Earlier this year an investigator-sponsored Phase II trial of immune-ablation and autologous heamopoietic stem-cell transplantation (aHSCT), garnered significant media attention due to the long term efficacy observed in a large number of the participants. However, experts cautioned that given the danger associated with the treatment, it was unlikely ready for usage in the general population and would be restricted to a last line option in the most severe patients. In the trial, one patient out of 24 (4%) died due to complications associated with the transplant.
The MS market is divided into high efficacy therapies, such as Sanofi’s (EPA:SAN) Lemtrada (alemtuzumab) and Biogen’s (NASDAQ:BIIB) Tysabri (natalizumab) and lower efficacy therapies such as Teva’s (NYSE:TEVA) Copaxone and Biogen’s Avonex (interferon beta-1a). Lemtrada which was approved in November 2014 by the FDA, generated global sales of USD 275m in 2015 and has projected peak sales of USD 1.2bn.
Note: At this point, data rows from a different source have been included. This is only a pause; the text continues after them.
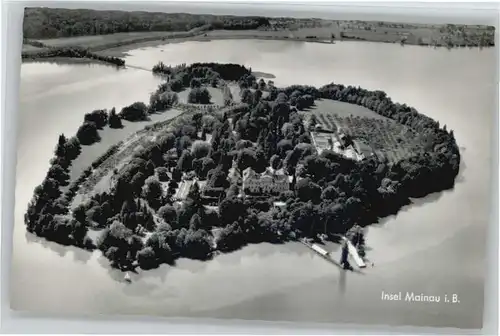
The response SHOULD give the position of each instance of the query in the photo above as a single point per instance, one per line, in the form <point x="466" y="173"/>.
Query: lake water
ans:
<point x="434" y="247"/>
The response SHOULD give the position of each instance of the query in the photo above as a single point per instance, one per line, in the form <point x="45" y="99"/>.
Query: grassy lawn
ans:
<point x="388" y="138"/>
<point x="328" y="106"/>
<point x="110" y="137"/>
<point x="235" y="91"/>
<point x="216" y="94"/>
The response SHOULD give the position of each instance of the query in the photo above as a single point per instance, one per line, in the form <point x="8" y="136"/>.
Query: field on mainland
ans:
<point x="322" y="32"/>
<point x="129" y="139"/>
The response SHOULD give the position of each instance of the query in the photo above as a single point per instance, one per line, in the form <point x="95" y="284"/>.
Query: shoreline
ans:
<point x="120" y="49"/>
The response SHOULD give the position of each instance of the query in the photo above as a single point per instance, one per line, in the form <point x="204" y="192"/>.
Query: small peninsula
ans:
<point x="241" y="161"/>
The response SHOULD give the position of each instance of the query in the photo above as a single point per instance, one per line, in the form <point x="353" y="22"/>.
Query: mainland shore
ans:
<point x="117" y="45"/>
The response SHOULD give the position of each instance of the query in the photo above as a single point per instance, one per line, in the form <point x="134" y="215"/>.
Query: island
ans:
<point x="220" y="158"/>
<point x="95" y="35"/>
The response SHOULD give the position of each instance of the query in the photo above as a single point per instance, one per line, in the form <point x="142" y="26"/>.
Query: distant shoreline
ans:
<point x="117" y="45"/>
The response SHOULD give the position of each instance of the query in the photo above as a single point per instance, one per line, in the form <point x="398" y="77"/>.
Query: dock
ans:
<point x="321" y="252"/>
<point x="353" y="253"/>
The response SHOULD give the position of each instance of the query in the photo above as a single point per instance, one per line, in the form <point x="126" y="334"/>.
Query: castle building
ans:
<point x="266" y="183"/>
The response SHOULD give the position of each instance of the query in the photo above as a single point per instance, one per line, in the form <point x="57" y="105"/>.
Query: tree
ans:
<point x="275" y="162"/>
<point x="185" y="161"/>
<point x="246" y="96"/>
<point x="231" y="209"/>
<point x="200" y="149"/>
<point x="162" y="173"/>
<point x="98" y="117"/>
<point x="194" y="193"/>
<point x="61" y="146"/>
<point x="231" y="238"/>
<point x="59" y="174"/>
<point x="195" y="83"/>
<point x="246" y="158"/>
<point x="137" y="182"/>
<point x="307" y="190"/>
<point x="159" y="244"/>
<point x="147" y="258"/>
<point x="87" y="134"/>
<point x="199" y="96"/>
<point x="153" y="192"/>
<point x="168" y="214"/>
<point x="114" y="120"/>
<point x="195" y="222"/>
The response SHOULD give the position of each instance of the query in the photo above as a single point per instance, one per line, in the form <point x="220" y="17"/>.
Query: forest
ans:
<point x="329" y="193"/>
<point x="72" y="52"/>
<point x="58" y="22"/>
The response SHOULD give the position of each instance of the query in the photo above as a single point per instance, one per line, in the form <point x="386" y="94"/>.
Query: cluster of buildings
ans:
<point x="341" y="143"/>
Tysabri, which has been marketed since 2004, generated global sales of USD 1.9bn in 2015. Current MS leaders, Avonex and Copaxone, generated global sales of USD 2.6bn and USD 4bn respectively.
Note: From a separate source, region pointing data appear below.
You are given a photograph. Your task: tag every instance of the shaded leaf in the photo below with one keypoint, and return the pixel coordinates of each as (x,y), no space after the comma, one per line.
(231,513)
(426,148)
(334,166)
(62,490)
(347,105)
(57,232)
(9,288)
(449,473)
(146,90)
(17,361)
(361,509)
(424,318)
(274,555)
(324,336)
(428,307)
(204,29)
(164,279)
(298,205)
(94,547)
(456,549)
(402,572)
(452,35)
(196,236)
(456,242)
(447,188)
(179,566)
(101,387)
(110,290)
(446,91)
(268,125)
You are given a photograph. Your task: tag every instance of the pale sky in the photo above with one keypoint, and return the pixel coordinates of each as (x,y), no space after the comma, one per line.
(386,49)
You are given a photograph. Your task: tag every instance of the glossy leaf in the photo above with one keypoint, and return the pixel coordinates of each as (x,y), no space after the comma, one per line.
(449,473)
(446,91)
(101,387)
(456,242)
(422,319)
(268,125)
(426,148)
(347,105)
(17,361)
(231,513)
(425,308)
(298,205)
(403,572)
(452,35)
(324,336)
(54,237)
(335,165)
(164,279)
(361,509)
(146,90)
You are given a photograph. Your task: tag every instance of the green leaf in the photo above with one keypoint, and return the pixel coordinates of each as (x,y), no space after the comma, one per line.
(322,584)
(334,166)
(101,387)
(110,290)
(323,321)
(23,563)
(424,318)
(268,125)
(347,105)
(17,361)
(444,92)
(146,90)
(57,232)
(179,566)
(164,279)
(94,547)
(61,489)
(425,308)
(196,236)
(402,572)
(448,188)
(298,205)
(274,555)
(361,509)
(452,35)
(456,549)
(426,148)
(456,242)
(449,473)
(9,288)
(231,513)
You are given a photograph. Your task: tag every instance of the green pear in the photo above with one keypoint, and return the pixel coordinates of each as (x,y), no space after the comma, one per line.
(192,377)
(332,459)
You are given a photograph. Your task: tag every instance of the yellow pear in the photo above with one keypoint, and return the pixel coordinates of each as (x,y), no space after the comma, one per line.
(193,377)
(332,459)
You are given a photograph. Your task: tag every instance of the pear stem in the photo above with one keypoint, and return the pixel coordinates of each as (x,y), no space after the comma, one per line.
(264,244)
There will be continuing trials testing aHSCT in patients, however, it is unlikely to replace other standard of care treatments, said Dr Thomas Berger, Vice-Director, Clinical Department of Neurology, Innsbruck Medical University, Austria. The prevailing view at this time is that aHSCT is a highly efficacious and durable treatment with some heavily front-loaded safety issues at the time of immune-ablation, said Dr Jeffrey Cohen, director, Cleveland Clinic Mellen Cente, Ohio. There is clearly a great benefit from this treatment but the mortality risk is significant, said Dr Tomas Kalincik, Neurologist and Senior Research Fellow, Melbourne Brain Center, University of Melbourne, Australia.
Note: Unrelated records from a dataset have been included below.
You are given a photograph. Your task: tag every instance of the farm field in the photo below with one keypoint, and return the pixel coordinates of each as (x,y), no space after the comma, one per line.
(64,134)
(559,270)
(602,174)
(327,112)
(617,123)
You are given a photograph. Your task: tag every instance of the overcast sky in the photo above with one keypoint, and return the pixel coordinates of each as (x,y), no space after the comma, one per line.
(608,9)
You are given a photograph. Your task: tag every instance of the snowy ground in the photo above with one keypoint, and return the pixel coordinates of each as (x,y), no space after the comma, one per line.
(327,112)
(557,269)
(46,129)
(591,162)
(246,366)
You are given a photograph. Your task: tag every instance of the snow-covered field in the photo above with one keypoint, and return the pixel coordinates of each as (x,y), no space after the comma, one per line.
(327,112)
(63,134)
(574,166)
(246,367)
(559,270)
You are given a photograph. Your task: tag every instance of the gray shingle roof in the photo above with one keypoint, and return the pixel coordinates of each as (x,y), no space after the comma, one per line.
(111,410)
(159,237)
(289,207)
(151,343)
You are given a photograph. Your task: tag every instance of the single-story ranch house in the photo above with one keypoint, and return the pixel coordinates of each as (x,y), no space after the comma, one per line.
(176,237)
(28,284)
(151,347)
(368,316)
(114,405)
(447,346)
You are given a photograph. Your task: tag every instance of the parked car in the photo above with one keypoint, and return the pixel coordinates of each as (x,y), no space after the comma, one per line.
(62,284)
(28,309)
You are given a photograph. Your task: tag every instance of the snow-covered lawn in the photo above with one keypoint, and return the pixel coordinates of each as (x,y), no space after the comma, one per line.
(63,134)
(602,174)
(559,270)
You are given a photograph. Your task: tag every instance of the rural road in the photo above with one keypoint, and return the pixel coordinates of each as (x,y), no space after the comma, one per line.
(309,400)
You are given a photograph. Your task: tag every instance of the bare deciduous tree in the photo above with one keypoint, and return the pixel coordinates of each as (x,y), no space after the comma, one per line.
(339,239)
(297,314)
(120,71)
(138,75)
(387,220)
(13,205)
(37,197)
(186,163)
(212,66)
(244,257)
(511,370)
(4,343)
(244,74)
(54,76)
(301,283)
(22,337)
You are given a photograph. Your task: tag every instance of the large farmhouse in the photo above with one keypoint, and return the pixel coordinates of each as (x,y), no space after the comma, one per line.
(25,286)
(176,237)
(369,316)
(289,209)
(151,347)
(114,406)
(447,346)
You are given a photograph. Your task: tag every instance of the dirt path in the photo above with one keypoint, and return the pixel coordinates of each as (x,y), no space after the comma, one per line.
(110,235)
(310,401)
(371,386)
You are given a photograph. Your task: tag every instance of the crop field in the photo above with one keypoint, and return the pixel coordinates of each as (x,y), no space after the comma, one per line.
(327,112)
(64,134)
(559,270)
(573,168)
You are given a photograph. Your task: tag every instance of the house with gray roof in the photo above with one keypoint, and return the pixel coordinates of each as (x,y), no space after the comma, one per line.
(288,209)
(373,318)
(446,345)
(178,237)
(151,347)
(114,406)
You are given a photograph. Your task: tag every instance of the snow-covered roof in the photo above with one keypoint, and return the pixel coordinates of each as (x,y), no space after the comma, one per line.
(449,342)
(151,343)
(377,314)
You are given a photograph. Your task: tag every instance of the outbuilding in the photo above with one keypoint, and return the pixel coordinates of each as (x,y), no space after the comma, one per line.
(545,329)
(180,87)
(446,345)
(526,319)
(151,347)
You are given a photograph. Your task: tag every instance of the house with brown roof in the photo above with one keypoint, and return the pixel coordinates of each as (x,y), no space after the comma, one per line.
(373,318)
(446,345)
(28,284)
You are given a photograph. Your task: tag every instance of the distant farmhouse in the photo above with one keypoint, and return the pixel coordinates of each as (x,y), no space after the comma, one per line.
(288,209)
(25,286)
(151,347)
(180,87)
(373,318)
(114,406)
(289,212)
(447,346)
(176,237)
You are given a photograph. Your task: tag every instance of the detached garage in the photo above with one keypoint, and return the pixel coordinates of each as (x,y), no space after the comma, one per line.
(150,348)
In the procedure, stem cells are used to rescue patients from the heavy and potentially lethal chemotherapy, which essentially eradicates the immune system, explained Berger. Whilst the mortality rate for the procedure remains high, the treatment won’t be used frequently and will be reserved as a final option for patients with the most aggressive disease, said Dr Marinella Clerico, neurologist, University Hospital San Luigi Gonzaga, Turin, Italy.